In confronting their own demons and finding value in each other, Trip and Nate may find that their relationship is a wonder of its own.
Today, he has encountered no southerners and only a few tourists from elsewhere, and he’d be okay with that if it weren’t for the rain. It comes fast. One minute it’s sunny and lovely and easy pickings, and the next the sky’s gone black and people are running from the park with street-vendor umbrellas popping open over their heads or shopping bags held up as makeshift shields. Trip switches to catchy pop numbers and more recent music, but it’s no use.
Some days this works. People take pity on a not-quite-twenty-something singing in the rain. Older women especially seem to take in the auburn hair stuck to his forehead and his relatively petite stature and read hungry young desperation in him. They offer him sympathetic smiles and a few soggy dollars.
Other times, playing in the rain has the opposite of his intended effect—strange boy with strange eyes playing his guitar as if he doesn’t know the rain is there. Those people see the darkness in him: a boy with a chip on his shoulder that makes them nervous. Those people give him wary looks and a wide berth. Trip’s not sure he blames them.
He’s a little put out and a lot cold, so he sells his umbrella for a few dollars before shouldering his guitar and closing the lid on his coffee can to set to work at his other favorite occupation.
He’d been a decent pickpocket in his younger years, but now, after a lot of practice, he’s a better thief and a good runner when he needs to be. Not that he steals anything of particular worth. He finds value in treasures scrounged from the bottoms of pockets.
Loose change, hair binders, halves of Vicodin, broken cigarettes, crumpled matchbooks. All of it has a purpose, a certain sense of importance. He envies women and their big purses. They’ve got whole bags of riches waiting to be exhumed. Though, more likely than not, those little trinkets will remain forgotten and neglected in the bottoms of Marc Jacobs clutches and Target sale hobo bags.

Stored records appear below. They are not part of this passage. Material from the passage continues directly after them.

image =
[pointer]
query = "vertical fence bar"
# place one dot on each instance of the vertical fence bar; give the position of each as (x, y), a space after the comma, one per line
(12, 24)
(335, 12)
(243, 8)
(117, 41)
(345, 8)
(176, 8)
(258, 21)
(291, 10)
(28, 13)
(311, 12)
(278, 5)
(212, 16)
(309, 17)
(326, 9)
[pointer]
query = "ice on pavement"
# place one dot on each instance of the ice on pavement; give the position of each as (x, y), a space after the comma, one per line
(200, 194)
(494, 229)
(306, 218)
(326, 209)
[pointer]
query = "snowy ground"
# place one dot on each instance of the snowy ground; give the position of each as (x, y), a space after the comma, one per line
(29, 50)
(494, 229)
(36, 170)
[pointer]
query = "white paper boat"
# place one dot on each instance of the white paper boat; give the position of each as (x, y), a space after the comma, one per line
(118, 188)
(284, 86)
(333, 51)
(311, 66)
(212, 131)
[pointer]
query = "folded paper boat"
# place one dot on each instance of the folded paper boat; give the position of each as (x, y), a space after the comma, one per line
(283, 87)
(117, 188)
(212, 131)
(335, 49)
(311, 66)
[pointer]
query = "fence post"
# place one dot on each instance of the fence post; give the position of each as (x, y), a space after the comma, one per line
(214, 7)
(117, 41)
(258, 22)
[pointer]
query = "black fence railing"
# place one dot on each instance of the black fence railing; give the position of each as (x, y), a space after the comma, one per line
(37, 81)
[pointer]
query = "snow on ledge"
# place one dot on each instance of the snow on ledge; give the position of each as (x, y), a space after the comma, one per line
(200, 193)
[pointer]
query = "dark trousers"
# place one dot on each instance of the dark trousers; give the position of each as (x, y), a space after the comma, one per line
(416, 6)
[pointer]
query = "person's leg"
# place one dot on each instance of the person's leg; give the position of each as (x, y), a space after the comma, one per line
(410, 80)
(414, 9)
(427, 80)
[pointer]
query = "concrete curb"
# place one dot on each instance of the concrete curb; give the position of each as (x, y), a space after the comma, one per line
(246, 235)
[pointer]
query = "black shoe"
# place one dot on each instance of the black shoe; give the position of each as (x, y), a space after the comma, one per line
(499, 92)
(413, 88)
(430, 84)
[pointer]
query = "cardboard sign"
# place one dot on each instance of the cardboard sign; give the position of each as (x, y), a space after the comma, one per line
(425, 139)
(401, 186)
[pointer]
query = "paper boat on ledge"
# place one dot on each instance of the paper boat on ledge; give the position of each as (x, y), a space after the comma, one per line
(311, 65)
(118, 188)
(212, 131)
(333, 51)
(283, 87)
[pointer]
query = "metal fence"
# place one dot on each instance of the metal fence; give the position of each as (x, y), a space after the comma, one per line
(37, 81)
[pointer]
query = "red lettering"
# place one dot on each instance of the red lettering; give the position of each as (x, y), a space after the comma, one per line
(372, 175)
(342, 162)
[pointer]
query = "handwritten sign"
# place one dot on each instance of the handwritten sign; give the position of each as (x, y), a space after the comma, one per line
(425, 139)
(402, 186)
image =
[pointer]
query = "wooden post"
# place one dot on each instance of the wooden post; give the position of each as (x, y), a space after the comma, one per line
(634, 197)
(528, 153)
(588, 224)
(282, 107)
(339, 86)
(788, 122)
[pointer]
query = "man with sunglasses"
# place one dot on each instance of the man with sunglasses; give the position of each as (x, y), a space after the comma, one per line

Other people don’t see it—the value in these things. Maybe that’s why he steals from them. Nothing they’d miss: a worn dollar here, a business card there. He keeps it all close and works out a life he could have if he could ever let someone keep him long enough for him to build up a treasure trove of small wonders all his own.
For now, he will live with worn shopping lists, broken crayons and ticket stubs he lifts off of others. He keeps them in a beaten-up bag that is more duct tape than canvas and lets them build up stardust. Then, in those lonely hours of the night, he scatters them across the floor and works them into constellations to which he assigns stories. Some he writes down; others, he forgets before the next day. It’s not a financially savvy task, but it’s his favorite, and it passes the time as well as anything else.
Courtney Lux is a Minnesotan-turned-New Yorker whose love for the city is rivaled only by her love for wide, open spaces. She is a graduate of University of Wisconsin-Madison and a soon-to-be graduate of New York University. When not playing writer, Courtney is an avid reader, constant dreamer, and lover of dogs, wine and being barefoot. Small Wonders is her first novel, and is the recipient of a Publishers Weekly starred review.